What Is Inside Market?
The inside market is the spread between the highest bid price and lowest ask price among various market makers in a particular security, or its national best bid and offer (NBBO).
- The inside market is the spread between the highest bid price and lowest offer (ask) price in a quoted financial product.
- Historically, the inside market was consisted of prices provided by market makers, but in the electronic trading age, it may be created by other participants as well.
- Bids below and asks above the inside market spread appear on the order book or Level II.
- If a bid/offer is fully removed or fully filled, the next highest bid or lowest offer becomes part of the inside market price.
Understanding Inside Market
Typically, price quotes between market makers feature a lower ask and a higher bid than the quotes made to retail investors in the same security. The inside market bid is referred to as the inside bid, and the inside market ask is referred to as the inside ask or offer.

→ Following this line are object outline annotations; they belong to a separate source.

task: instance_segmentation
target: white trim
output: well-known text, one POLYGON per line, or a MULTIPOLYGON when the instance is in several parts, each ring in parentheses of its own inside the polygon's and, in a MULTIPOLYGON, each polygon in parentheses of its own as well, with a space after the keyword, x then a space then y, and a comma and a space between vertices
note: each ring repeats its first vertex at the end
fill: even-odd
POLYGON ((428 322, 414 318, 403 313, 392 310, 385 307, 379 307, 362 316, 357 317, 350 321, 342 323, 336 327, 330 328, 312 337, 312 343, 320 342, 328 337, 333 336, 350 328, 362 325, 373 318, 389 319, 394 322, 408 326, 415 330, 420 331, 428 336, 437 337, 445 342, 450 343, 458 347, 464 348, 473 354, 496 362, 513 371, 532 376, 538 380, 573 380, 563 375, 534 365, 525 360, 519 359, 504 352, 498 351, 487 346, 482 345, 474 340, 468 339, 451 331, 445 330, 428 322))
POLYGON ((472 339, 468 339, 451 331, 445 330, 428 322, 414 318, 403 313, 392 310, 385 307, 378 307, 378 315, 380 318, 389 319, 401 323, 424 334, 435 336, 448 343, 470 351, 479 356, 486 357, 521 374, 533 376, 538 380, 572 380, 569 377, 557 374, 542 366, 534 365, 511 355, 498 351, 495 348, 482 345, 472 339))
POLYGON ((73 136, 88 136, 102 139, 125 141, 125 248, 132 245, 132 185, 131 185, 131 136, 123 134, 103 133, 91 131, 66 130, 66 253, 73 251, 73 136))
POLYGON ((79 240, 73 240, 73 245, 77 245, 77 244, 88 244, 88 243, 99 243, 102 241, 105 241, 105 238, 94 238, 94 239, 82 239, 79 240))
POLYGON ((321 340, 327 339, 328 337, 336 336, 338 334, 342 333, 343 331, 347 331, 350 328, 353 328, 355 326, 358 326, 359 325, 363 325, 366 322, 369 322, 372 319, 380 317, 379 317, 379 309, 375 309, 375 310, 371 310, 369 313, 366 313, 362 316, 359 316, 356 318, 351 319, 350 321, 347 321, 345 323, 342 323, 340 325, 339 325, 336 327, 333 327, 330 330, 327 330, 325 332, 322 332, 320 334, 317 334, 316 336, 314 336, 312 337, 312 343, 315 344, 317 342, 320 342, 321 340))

The inside market, as it relates to market makers, has taken on a smaller role since the introduction of discount brokers and electronic exchanges. However, since decimalization market makers no longer play as active of a role in the majority of transactions that take place on a stock exchange. Therefore, the inside market is the highest bid and lowest ask, regardless of who is posting those bids and offers.
Retail clients with direct access to the markets can place their own bids and asks, narrowing the spread (if it's wider than $0.01 in a stock), creating a new inside market. An active day trader focusing on one stock could end up taking on the role of an unofficial market maker, buying and selling frequently, providing liquidity when others are looking for it, capturing the spread, profiting from price moves, and frequently creating the inside market.
Highly traded products such as currencies, blue-chip stocks, and large exchange traded funds (ETF) will have small inside markets because of the high trade volume and a large number of participants. By contrast, relatively unknown or small companies may have little volume, and therefore a large bid/ask spread and inside market.
As volatility rises, the inside market will increase in all financial products due to uncertainty. This was prevalent during the Great Recession when investors looking to exit trades had to cross wide spreads with significantly large inside markets to execute those deals.
Spreads may also get wider during good news. A positive earnings report may see a stock shoot higher, yet because the participants are searching to find the appropriate price following the announcement the market makers and active traders will want to be compensated for trading in the aftermath of the news, and therefore they will post lower bids and higher offers than they typically would. Under normal conditions, the stock may trade with a $0.01 spread, but following news (good or bad) it may trade with a $0.10 or $0.20 spread, for example.
Bids, Asks, and Outside Prices
Traders, investors, and market makers post bids and asks at different prices. The highest bid and lowest ask form the inside market. There may be multiple traders at this price, for example, a market maker may be bidding 500 shares, while another trader has a bid for 200, and a longer-term investor has a bid for 100. The same concept applies to the ask.
If all the shares at the bid are removed or filled, the bids at the next highest price will become part (the bid) of the inside market. The bids that are posted below the highest bid, and the offers that are posted above the lowest ask, are outside the inside price. These orders can be seen on the order book or Level II screen.
Inside Market Example
Bank of America Corporation (BAC) is a heavily traded stock, averaging over 50 million shares per day. The spread is typically $0.01, and at each price level at or below the current bid there will be multiple participants posting their interest to buy in different volumes. The same goes for the offer. At the offer, and at each price above it, there will be offers to sell in different volumes.
Assume that the current bid is $27.90 and the current ask is $27.91. This is the inside market. The bid has 150,000 shares being posted on multiple ECNs and on the New York Stock Exchange (NYSE) by multiple traders and market makers. Similarly, the offer has 225,000 shares posted on multiple ECNS and on the NYSE by multiple traders and market makers.
Traders, investors, and market makers can buy from those currently offered at $27.91, or they can add themselves to the queue of people who are bidding at $27.90. They may also choose to bid at a lower price of their choosing. Those that want to sell can sell or short by transacting with the people bidding at $27.90, or they can post an offer to sell at $27.91 or above.
Now assume that all the offers at $27.91 are filled. The next ask price is $27.92. Those that wanted to buy at $27.91 no longer have offers to buy from, so instead, they start placing bids at $27.91. The inside market has shifted from $27.90 by $27.91 to $27.91 by $27.92. This process continues throughout the day causing the price to oscillate higher and lower.